Stay Joined to the Tree

Paiwasta Rah Shajar Se

Paiwasta Rah Shajar Se — usually known by its opening line, 'Stay joined to the tree, keep hope of spring' — is one of Iqbal's shortest and most quoted poems. In a handful of couplets it builds a single image and draws a single, lasting lesson from it.

The poem appears in Bang-e-Dara, Iqbal's first Urdu collection, which was published together as a book in 1924. It belongs to the part of that collection written in his earlier years, the period in which Iqbal's poetry was turning from private feeling toward the condition of the community around him. The poem is small, but it carries the central concern of that whole phase of his work.

The poem is built entirely on one comparison: a branch and the tree it grows from. A branch still joined to its tree shares in the life of the whole — when spring comes, the branch blossoms with it. A branch cut away keeps, for a while, the shape of a branch, but it has lost the thing that mattered. It cannot green again, however much spring rain falls on it, because it is no longer connected to the source of life.

From that natural picture Iqbal draws his meaning directly. Stay joined to the tree, the poem says, and keep your bond with the community firm and unbroken. The branch is the individual; the tree is the larger body — the millat, the people — that the individual belongs to. The autumn that ruins the severed branch is the fate of anyone who imagines they can flourish entirely alone.

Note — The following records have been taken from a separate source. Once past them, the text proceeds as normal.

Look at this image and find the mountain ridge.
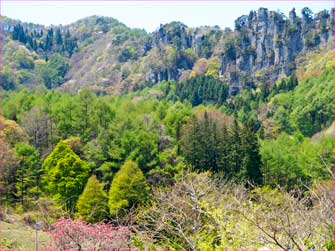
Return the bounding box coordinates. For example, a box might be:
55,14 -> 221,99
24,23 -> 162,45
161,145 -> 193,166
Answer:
2,7 -> 334,95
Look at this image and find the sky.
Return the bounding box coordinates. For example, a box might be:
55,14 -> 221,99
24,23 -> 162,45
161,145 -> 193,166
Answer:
0,0 -> 334,32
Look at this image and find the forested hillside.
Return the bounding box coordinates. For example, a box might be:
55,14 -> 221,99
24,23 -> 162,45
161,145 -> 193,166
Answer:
0,7 -> 334,250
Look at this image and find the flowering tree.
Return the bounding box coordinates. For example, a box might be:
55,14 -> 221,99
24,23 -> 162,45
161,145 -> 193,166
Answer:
50,217 -> 130,251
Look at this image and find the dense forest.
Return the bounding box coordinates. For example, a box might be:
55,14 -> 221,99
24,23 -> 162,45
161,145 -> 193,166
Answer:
0,8 -> 334,250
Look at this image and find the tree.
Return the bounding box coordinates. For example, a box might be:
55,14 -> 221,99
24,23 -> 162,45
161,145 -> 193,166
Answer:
242,118 -> 262,185
42,141 -> 89,212
15,143 -> 41,207
108,160 -> 149,216
77,176 -> 108,223
49,218 -> 130,251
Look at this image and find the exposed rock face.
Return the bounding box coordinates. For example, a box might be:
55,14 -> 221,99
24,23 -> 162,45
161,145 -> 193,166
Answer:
220,8 -> 334,94
145,8 -> 334,95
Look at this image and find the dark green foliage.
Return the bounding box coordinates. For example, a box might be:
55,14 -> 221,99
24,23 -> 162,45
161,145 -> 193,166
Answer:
77,176 -> 108,223
42,142 -> 89,212
261,133 -> 334,189
40,53 -> 69,89
108,160 -> 149,216
181,111 -> 262,184
15,143 -> 41,208
175,76 -> 228,106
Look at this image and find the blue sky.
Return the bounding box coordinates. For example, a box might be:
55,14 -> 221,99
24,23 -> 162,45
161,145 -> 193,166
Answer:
1,0 -> 334,32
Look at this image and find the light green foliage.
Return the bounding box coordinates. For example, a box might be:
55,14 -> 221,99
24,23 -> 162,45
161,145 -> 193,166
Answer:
261,133 -> 334,189
15,143 -> 41,208
77,176 -> 108,223
42,142 -> 89,212
108,160 -> 149,215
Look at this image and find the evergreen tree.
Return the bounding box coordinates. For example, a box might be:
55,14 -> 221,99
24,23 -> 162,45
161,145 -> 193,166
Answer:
77,176 -> 108,223
42,141 -> 89,212
15,143 -> 40,207
55,29 -> 63,46
108,160 -> 149,215
242,120 -> 262,185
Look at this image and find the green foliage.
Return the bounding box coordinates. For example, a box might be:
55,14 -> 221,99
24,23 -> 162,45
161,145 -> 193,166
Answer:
175,73 -> 228,106
261,133 -> 334,189
15,143 -> 41,208
181,111 -> 262,184
13,49 -> 34,69
77,176 -> 108,223
42,141 -> 89,212
108,160 -> 149,216
38,53 -> 69,89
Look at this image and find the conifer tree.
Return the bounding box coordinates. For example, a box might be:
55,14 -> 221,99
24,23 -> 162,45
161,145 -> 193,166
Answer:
42,141 -> 89,212
108,160 -> 149,215
77,175 -> 108,223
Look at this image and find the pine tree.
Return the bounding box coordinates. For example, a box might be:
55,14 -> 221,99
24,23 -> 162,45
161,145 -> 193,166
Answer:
55,29 -> 63,46
108,160 -> 149,215
228,118 -> 243,178
242,120 -> 263,185
77,176 -> 108,223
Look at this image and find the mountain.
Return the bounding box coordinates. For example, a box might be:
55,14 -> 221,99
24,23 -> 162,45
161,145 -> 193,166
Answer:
2,7 -> 334,95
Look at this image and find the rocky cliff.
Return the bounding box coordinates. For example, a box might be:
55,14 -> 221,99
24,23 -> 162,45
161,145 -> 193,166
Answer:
2,7 -> 334,95
146,8 -> 334,95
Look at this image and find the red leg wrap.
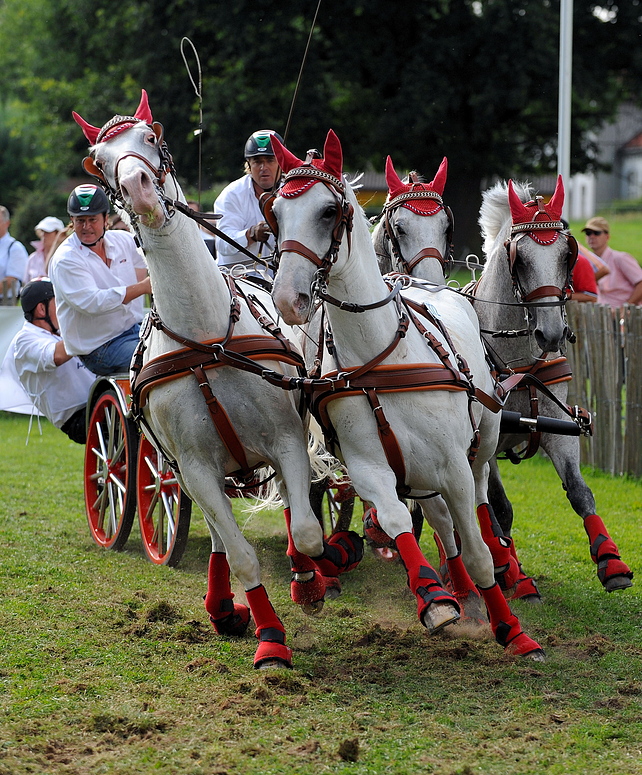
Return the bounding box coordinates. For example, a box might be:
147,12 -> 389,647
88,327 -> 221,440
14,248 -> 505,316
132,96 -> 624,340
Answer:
395,533 -> 461,624
245,584 -> 292,668
312,530 -> 363,576
205,552 -> 250,635
479,584 -> 544,656
509,543 -> 542,603
584,514 -> 633,584
284,509 -> 326,606
363,507 -> 394,547
477,503 -> 519,590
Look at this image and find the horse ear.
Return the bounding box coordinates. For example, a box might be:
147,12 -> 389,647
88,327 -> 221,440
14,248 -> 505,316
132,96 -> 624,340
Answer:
428,156 -> 448,196
134,89 -> 154,124
270,135 -> 303,174
82,156 -> 105,181
508,180 -> 530,223
71,110 -> 100,145
386,156 -> 406,199
546,175 -> 564,220
323,129 -> 343,180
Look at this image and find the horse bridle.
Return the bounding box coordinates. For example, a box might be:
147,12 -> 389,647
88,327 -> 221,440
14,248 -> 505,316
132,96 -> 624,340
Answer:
83,116 -> 176,226
504,196 -> 578,308
382,180 -> 455,277
259,160 -> 403,312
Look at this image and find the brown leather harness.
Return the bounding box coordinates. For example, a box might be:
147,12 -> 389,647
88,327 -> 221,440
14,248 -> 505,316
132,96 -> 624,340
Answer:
263,164 -> 505,496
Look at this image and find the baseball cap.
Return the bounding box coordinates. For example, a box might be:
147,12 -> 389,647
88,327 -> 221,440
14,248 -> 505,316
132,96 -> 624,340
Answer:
582,216 -> 609,234
34,215 -> 65,232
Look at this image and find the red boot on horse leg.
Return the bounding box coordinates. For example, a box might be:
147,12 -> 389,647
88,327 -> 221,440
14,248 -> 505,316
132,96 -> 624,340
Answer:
584,514 -> 633,592
245,584 -> 292,669
477,503 -> 519,593
205,552 -> 250,635
479,583 -> 545,662
395,533 -> 461,635
284,509 -> 328,614
433,532 -> 487,624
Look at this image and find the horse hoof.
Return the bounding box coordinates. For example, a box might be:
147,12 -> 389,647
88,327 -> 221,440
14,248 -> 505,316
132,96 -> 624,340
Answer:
323,576 -> 341,600
210,603 -> 250,637
456,591 -> 488,627
604,576 -> 633,592
421,603 -> 460,635
371,546 -> 399,562
254,659 -> 292,670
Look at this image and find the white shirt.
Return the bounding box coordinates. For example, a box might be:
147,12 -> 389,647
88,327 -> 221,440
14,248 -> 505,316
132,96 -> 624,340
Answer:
49,229 -> 146,355
0,232 -> 29,298
9,320 -> 96,428
214,174 -> 274,266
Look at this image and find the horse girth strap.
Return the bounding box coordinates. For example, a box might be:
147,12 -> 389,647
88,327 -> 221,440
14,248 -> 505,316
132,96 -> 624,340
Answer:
132,334 -> 302,416
191,366 -> 253,476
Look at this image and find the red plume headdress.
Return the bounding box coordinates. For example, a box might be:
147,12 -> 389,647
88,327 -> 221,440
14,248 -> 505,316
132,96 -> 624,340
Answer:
72,89 -> 154,145
272,129 -> 344,198
508,175 -> 564,245
386,156 -> 448,215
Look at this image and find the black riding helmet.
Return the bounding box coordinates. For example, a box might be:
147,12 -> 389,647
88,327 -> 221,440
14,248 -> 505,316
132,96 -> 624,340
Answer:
67,183 -> 109,215
245,129 -> 283,159
20,277 -> 55,322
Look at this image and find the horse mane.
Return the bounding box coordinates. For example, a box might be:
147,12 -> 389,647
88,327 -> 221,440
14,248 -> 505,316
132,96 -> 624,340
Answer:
478,180 -> 533,255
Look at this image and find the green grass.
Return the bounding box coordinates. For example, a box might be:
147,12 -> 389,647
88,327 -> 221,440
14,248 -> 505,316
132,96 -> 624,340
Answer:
0,413 -> 642,775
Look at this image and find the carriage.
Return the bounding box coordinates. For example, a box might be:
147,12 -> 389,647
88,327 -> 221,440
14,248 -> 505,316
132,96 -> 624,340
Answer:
84,374 -> 192,567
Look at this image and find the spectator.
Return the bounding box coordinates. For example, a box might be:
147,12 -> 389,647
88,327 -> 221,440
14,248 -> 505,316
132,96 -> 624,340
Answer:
214,129 -> 282,278
562,218 -> 609,303
582,217 -> 642,307
23,215 -> 65,283
187,199 -> 216,257
50,184 -> 151,374
0,205 -> 29,304
9,277 -> 95,444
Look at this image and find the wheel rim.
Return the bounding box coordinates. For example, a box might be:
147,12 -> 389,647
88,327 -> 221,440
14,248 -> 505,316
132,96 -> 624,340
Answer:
136,436 -> 189,565
85,391 -> 135,549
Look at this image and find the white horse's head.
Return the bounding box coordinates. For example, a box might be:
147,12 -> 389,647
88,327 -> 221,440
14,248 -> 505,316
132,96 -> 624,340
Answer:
73,90 -> 175,229
271,130 -> 356,325
373,156 -> 453,282
479,175 -> 577,352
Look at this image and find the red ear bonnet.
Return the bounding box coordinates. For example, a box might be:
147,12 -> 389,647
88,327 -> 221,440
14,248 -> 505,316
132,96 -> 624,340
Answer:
508,175 -> 564,245
386,156 -> 448,215
272,129 -> 343,197
72,89 -> 154,145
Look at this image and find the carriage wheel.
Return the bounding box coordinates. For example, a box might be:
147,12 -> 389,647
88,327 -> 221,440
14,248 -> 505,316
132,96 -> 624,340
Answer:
136,436 -> 192,567
310,479 -> 355,537
85,390 -> 137,549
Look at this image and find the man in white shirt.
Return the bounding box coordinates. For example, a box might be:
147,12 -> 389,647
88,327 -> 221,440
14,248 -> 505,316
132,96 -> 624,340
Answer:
214,129 -> 283,274
49,184 -> 151,375
0,205 -> 29,299
9,277 -> 96,444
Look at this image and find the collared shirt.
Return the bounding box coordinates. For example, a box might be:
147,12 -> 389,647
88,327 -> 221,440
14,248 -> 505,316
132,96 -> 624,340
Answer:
597,245 -> 642,307
9,320 -> 96,428
0,232 -> 29,298
49,229 -> 146,355
214,174 -> 274,266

The lesson is plain, but Iqbal handles it with care. He is not preaching the loss of the self; elsewhere in his work the strong individual self is everything to him. The point here is subtler: a self has its fullest life through connection, not apart from it. The branch does not stop being a branch by staying joined — it becomes able to bloom. Belonging, in this poem, is not a cage. It is the supply line.

Paiwasta Rah Shajar Se endures because its image is so clear that it survives translation and crosses every boundary. A branch and a tree need no commentary. Readers of any faith or nation can feel the truth of it: that a person cut off from the larger life that feeds them keeps an outline of strength for a while, and then cannot answer the spring.

The lines that endure

The most famous verses

Paiwasta rah shajar se umid-e-bahaar rakh
Millat ke saath raabita-e-istiwaar rakh
पैवस्ता रह शजर से उमीद-ए-बहार रख
मिल्लत के साथ राबिता-ए-इस्तिवार रख
Stay joined to the tree, and keep your hope of spring — keep your bond with your people firm and unbroken.